How Auditor-General’s absence affected audit of MDAs for 3 years


The failure of the federal government to appoint a substantive Auditor-General for the Federation (AuGF) is hurting Nigeria’s efforts in auditing ministries, departments and agencies of government, findings have shown.

This has also, to a greater extent, grounded operations of the public accounts of both chambers of the National Assembly.

This is because the reports of the AuGF, which form the bulk of the job of the committees, have not been filed for three consecutive years: 2020, 2021 and 2022.

The development has also made it impossible for the government to know the true state of public finances in the various MDAs.

Checks showed that the position of Auditor-General for the Federation became vacant on September 7, 2022 after the retirement of the then substantive AuGF, Aghughu Adolphus.

Before then, an internal advertisement by the Federal Civil Service Commission dated 11th of August 2022, with the number FCSC/PS/31/VOL.II/239, called for applications from suitable candidates to occupy the position of the Auditor-General.

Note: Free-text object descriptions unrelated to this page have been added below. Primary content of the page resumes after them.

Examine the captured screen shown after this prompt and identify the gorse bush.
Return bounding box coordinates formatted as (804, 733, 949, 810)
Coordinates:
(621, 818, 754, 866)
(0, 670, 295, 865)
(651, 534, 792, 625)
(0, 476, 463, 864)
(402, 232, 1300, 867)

The letter, titled ‘Internal advertisement: Appointment of Auditor-General for the Federation’ reads: “The Auditor-General for the Federation (AuGF) is the Chief Executive Officer of the Federal Government Audit.

For this key position, the Commission seeks a candidate with vision, good managerial ability, professional competence, discipline, integrity and transparency in public life.

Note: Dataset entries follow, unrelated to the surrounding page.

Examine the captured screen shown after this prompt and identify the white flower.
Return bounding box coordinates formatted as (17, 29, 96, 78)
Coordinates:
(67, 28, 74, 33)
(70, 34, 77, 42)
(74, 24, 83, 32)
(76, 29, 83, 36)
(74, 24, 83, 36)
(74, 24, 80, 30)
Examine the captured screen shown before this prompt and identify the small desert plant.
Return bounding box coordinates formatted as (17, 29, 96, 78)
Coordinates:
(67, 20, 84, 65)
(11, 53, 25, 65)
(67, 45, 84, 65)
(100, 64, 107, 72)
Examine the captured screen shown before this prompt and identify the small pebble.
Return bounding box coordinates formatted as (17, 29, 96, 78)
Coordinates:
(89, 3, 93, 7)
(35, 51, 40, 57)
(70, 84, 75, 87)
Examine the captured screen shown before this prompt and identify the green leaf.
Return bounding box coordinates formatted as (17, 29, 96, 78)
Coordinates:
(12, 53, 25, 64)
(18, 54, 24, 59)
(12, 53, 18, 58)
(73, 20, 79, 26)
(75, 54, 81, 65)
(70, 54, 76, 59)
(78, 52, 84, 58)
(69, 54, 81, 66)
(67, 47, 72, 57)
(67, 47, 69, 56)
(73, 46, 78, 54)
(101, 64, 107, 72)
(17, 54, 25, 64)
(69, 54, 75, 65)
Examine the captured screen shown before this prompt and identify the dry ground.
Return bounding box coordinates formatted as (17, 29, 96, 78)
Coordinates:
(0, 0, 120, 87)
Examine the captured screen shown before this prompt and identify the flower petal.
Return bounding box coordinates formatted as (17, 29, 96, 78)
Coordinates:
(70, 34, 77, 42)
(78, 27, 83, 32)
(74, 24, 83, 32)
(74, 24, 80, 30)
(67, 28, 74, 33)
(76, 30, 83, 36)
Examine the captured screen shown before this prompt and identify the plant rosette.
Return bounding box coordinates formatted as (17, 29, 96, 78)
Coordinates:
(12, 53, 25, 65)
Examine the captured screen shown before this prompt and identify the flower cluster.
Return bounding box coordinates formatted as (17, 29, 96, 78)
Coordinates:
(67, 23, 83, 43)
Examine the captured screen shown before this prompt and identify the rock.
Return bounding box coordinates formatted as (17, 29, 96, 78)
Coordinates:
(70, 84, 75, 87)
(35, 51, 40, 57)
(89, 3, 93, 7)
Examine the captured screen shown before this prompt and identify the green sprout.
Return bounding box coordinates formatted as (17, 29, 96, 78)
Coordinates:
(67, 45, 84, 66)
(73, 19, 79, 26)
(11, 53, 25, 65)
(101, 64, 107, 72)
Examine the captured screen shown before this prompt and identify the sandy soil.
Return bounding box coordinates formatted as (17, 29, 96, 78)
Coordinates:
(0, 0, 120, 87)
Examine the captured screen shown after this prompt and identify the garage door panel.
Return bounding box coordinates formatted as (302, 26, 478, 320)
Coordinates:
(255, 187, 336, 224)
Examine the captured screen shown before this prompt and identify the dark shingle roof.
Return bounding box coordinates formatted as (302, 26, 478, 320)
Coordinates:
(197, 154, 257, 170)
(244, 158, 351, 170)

The candidate should be able to provide the government and the Nigerian people with appropriate advice and support for transparency and accountability in government’s financial transactions.

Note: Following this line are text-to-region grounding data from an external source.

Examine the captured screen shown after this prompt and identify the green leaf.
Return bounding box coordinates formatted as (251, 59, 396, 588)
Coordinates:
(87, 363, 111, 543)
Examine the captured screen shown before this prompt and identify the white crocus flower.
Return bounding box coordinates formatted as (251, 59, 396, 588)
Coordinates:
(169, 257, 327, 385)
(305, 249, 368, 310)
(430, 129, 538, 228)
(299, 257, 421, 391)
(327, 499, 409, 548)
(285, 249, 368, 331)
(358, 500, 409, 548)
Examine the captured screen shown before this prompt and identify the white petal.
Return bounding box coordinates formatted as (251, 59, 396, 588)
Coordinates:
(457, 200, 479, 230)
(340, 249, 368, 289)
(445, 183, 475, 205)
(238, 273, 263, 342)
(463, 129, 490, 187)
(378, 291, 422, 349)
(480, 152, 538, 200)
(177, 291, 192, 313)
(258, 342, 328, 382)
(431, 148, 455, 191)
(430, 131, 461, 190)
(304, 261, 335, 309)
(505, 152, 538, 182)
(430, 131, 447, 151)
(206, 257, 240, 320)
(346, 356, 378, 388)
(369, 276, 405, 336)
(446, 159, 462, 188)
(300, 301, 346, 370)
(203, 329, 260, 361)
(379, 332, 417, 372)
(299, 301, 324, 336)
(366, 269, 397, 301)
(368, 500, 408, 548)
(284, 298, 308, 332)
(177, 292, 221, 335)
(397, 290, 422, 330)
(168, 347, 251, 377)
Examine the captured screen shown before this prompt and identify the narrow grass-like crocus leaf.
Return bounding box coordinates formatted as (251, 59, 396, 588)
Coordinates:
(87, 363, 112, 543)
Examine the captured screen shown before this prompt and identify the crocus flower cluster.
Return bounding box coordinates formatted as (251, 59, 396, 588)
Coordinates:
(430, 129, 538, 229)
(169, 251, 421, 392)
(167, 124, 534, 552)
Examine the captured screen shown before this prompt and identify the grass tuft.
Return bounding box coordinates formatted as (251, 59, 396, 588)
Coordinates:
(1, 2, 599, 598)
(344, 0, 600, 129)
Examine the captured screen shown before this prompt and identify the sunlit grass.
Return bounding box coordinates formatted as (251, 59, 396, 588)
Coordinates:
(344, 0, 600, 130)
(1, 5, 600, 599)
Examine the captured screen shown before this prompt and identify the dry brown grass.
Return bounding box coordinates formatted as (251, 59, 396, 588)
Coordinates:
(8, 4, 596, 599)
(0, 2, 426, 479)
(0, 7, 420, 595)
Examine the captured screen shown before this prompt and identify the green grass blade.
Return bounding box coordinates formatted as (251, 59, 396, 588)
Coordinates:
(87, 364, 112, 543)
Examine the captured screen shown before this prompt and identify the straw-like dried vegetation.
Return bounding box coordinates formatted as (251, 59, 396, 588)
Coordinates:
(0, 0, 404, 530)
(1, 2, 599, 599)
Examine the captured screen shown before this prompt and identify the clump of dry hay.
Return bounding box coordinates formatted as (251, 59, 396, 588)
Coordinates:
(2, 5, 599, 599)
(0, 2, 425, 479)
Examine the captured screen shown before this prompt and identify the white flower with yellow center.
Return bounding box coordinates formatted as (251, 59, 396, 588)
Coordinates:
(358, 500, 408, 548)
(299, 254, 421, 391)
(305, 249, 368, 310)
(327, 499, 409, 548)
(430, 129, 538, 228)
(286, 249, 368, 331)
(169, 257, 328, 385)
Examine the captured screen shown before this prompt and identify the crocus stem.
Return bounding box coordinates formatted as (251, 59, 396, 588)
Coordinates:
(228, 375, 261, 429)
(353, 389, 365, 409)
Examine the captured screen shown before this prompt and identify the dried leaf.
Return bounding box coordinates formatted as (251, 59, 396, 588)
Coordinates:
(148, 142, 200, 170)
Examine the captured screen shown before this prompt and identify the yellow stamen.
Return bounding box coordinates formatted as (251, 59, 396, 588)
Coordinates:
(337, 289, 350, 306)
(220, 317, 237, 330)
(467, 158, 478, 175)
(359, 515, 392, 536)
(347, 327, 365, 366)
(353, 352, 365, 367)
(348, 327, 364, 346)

The AUGF is responsible for the audit of accounts of all accounting officers and all persons entrusted with the collection, receipt, custody and issuance or payment of public monies, stores or other properties of the Government of the Federation and for the certification of the annual accounts of the federal government.

“The Auditor-General for the Federation, in the performance of the duties of the office, shall examine in such a manner as deemed fit the accounts relating to public funds,” the letter said.

However, after the examinations and other processes for a new AuGF, nothing has been heard.

Subsequently, a letter with the number FCSC/PS/31/VOL.II/287 dated 7th of September, 2022 addressed to the Auditor-General’s Office by the Permanent Secretary of the Federal Civil Service Commission, announced Adolphus’ retirement.No Auditor-Generals’ report for 3yrs.

It was gathered that for three years and still running, the National Assembly Committees on Public Accounts have not received an Auditor-General’s report.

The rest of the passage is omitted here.